Avidin-Biotin Complex
(120K)
MD simulations of protein-ligand adhesion for the avidin-biotin complex.
We performed molecular dynamics simulations which induce, over periods of 40~ps to 500~ps, the unbinding of biotin from avidin by means of external harmonic forces with force constants close to those of AFM cantilevers. The applied forces are sufficiently large to reduce the overall binding energy enough to yield unbinding within the measurement time.
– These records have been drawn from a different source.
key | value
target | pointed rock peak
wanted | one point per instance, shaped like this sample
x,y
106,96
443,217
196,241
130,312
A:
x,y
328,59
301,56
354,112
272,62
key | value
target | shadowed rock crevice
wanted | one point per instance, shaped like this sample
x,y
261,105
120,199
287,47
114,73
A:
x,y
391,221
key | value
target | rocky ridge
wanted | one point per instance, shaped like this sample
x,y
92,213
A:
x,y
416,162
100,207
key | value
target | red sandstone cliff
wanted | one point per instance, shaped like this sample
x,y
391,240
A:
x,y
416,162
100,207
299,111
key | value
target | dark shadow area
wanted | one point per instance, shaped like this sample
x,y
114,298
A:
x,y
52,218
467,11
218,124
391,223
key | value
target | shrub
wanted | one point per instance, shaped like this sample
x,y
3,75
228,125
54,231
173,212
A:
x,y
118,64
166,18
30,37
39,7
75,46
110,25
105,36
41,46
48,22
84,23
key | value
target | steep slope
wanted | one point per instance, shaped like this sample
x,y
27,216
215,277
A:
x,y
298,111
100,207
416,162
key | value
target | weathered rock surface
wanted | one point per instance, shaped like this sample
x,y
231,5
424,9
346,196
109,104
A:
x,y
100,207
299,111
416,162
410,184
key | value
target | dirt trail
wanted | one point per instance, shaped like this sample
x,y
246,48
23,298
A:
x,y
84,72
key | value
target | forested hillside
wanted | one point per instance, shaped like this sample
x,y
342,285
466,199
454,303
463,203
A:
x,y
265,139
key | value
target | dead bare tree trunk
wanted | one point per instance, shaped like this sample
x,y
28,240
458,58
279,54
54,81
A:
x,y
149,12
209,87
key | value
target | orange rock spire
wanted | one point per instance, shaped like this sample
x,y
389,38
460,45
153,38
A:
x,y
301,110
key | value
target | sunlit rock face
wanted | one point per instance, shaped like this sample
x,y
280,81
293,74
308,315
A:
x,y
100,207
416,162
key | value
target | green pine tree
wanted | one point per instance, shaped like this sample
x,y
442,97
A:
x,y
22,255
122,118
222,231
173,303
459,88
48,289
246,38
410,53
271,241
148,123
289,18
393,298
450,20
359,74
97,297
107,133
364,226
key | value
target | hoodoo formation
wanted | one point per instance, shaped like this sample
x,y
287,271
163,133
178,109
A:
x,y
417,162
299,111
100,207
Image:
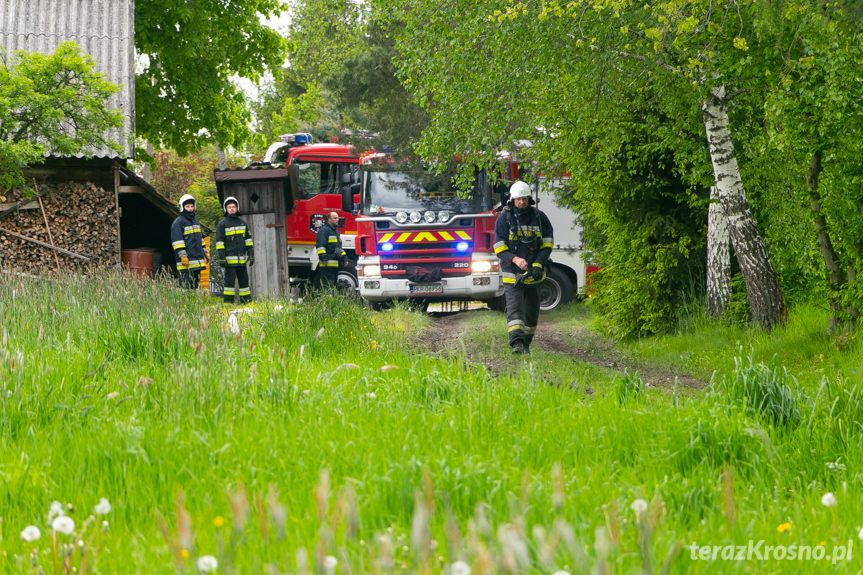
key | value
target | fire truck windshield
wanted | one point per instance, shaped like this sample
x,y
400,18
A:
x,y
396,187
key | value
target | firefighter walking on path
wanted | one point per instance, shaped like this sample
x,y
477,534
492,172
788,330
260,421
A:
x,y
188,243
523,240
235,249
328,244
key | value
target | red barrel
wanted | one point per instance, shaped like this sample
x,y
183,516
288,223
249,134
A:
x,y
139,262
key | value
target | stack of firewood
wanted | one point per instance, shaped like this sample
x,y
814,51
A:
x,y
69,225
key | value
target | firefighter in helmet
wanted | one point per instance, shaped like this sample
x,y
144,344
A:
x,y
523,239
234,249
188,243
328,245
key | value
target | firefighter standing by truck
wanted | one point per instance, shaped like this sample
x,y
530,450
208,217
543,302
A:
x,y
235,249
523,240
328,245
188,243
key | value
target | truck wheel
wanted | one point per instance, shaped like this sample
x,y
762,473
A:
x,y
555,291
347,282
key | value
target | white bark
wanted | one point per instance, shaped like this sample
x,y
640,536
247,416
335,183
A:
x,y
718,258
762,285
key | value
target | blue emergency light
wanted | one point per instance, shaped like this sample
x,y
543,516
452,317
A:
x,y
296,139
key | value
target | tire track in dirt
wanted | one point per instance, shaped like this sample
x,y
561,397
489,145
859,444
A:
x,y
445,337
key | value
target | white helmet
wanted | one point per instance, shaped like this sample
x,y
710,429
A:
x,y
519,190
228,200
184,199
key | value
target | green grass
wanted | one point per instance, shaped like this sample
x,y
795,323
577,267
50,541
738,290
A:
x,y
285,444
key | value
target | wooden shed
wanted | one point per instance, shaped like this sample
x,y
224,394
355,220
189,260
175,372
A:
x,y
91,208
265,199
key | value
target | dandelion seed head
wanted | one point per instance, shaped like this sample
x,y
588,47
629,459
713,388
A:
x,y
64,525
31,533
103,507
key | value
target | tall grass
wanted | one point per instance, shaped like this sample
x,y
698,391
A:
x,y
318,432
Our study complements the work by Grubmueller et al. on biotin-streptavidin which employed a much larger harmonic force constant. The simulations reveal a variety of unbinding pathways, the role of key residues contributing to adhesion as well as the spatial range over which avidin binds biotin. In contrast to Grubmueller et al., the calculated rupture forces exceed by far those observed. We demonstrated, in the framework of models expressed in terms of one-dimensional Langevin equations with a schematic binding potential, the associated Smoluchowski equations, and the theory of first passage times, that picosecond to nanosecond simulation of ligand unbinding requires such strong forces that the resulting protein-ligand motion proceeds far from the thermally activated regime of millisecond AFM experiments, and that simulated unbinding cannot be readily extrapolated to the experimentally observed rupture.